Classification performance can be assessed by considering how many predictions for the set set were correct.

  • No peeking is allowed.

    • During the testing step, the classifier is not allowed to peek at the conditions. Otherwise it could just use those conditions and classification would always be perfect.

  • No double dipping.

    • The training and test set must be independent. In CoSMoMVPA, independence can be indicated by the .sa.chunks attribute. In fMRI data, usually one takes one chunk value for each data acquisition run. If the data were not independent, then the classifier could overtrain on the training data but unable to generalize to new, independent data.

  • Multiple samples in each class are required (almost always).

    Unlike the cosmo correlation measure, a classifier usually requires that the training set has multiple samples of each class. It can use this information to assess, for example, variability of responses in each feature. This makes a classifier potentially more sensitive than a standard split-half analysis (Split-half correlation-based MVPA with group analysis).

  • How to assess classification performance?

    • A very stupid classifier, one that would not even look at the data, could, for example

      • either predict all samples in the test set to belong to the same classes (e.g. the first one), or

      • predict a random class for each sample in the test set.

    • In this case, if there are C classes (unique targets), which each class occuring equally often, then each sample in the test set has a chance of being predicted correctly of 1/C (the chance level). For example, with four classes, each sample would be predicted correctly with a chance of 1/4, or 25%.

    • If a set of patterns an a region of interest actually contains information about the conditions (i.e, is an informative region), and the classifier is able to use this information, then classification performance would be above chance level.

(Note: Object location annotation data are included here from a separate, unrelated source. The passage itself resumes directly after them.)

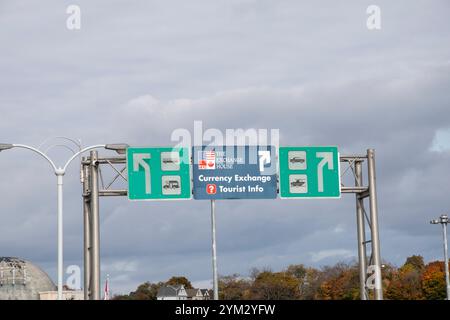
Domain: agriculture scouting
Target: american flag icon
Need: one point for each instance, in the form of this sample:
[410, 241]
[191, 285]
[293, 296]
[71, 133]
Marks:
[207, 160]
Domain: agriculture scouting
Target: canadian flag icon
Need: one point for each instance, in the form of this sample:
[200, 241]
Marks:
[207, 160]
[211, 189]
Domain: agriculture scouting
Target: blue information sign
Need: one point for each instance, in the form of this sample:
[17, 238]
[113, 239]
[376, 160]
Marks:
[234, 172]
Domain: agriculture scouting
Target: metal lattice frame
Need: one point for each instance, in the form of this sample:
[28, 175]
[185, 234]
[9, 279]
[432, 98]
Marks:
[95, 186]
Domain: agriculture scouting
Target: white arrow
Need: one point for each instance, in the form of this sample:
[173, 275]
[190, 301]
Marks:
[139, 160]
[327, 158]
[264, 158]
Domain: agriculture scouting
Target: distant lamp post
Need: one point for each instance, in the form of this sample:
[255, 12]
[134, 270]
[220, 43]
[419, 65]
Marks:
[60, 172]
[443, 220]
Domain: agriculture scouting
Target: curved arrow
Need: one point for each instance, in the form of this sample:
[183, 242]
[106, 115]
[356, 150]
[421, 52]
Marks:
[139, 160]
[327, 159]
[264, 158]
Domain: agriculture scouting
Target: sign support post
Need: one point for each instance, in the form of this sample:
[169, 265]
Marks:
[214, 250]
[374, 223]
[361, 232]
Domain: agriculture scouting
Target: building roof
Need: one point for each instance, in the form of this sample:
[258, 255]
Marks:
[205, 292]
[170, 291]
[193, 292]
[22, 280]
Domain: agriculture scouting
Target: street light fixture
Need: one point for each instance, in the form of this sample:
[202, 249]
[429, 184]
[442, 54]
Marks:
[5, 146]
[443, 220]
[60, 172]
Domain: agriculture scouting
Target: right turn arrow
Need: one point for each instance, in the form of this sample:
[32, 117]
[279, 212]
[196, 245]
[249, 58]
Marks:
[139, 160]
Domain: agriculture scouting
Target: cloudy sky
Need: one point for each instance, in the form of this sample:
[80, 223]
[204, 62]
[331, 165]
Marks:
[138, 70]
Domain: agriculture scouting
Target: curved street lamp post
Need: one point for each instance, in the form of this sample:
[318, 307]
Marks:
[60, 172]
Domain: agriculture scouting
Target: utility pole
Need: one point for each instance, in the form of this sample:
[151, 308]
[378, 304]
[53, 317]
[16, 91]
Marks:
[443, 220]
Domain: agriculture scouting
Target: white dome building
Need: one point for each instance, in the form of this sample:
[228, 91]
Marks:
[22, 280]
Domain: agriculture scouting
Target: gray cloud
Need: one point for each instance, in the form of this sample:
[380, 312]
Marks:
[136, 72]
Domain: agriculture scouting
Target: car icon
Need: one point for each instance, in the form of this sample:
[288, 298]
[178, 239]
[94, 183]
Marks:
[298, 183]
[171, 184]
[297, 159]
[169, 160]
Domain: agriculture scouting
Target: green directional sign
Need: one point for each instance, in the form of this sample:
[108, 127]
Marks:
[158, 173]
[309, 172]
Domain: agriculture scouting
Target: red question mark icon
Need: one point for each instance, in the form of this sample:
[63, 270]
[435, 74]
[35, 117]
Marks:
[211, 189]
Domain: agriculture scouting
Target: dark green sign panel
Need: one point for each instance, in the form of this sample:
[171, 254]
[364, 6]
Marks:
[309, 172]
[159, 173]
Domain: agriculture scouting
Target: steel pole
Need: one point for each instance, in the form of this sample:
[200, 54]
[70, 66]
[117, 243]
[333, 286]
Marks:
[447, 281]
[214, 250]
[86, 230]
[94, 229]
[60, 182]
[374, 224]
[361, 233]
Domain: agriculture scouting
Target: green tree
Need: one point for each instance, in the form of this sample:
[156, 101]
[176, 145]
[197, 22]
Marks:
[179, 281]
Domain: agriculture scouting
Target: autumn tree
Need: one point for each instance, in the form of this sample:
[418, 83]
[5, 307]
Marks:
[406, 282]
[145, 291]
[340, 282]
[234, 288]
[433, 281]
[275, 286]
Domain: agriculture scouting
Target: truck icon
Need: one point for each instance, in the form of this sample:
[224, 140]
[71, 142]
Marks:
[298, 183]
[171, 184]
[297, 160]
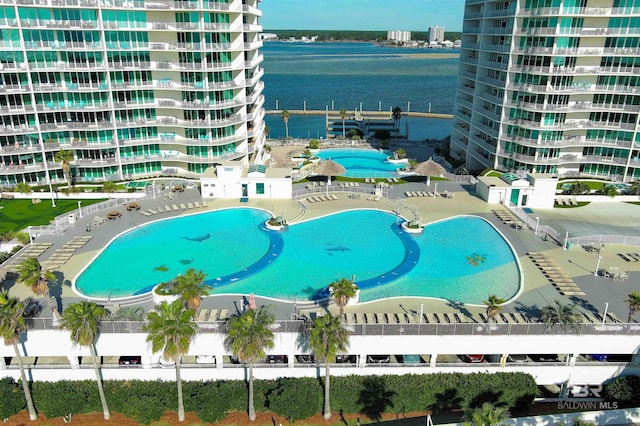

    • If a group of participants all show classification accuracy above chance consistently, one can claim that the region of interest contains information about the the conditions. A simple one-sample t-test against chance level can be used to obtain a statistic and associated p-value.

A single classification step can be visualized as follows (more advanced cross-validation is part of another exercise):

_images/single_classification.png

Illustration of (single-fold) classification. A dataset (left) is split in a train dataset (top dataset) and a test set (bottom dataset), which must have no chunks in common. For training, a classifier (indicated by f) takes .samples and .sa.targets from the train dataset (horizontal arrow into f) and predicts, for the .samples in the test set (vertical arrow into f), the targets of the test set (U-turn arrow). Classification accuracy can be assessed by computing how many samples in the test set were predicted correctly.

Single subject, single fold split-half classification

Before starting this exercise, please make sure you have read about:

For this exercise, load a dataset using subject s01’s T-statistics for every run (‘glm_T_stats_perrun.nii’) and the VT mask.

Slice (using cosmo slice) the dataset twice to get odd and even runs.

Part 1:

  • Slice the odd and even runs again so that there are only two categories: warblers and mallards.

  • Train and test a LDA (linear discriminant analyses; cosmo classify lda) classifier, training on the even-runs data and testing on the odds.

  • Compute classification accuracy

  • Repeat the previous two steps using cosmo classify naive bayes

Advanced exercises:

  • What is the accuracy for monkey versus ladybug? Monkey versus lemur?

  • What if you use the EV mask?

Part 2:

  • Use the data from all six categories to train on even runs and test on odd runs, and compute the classification accuracy.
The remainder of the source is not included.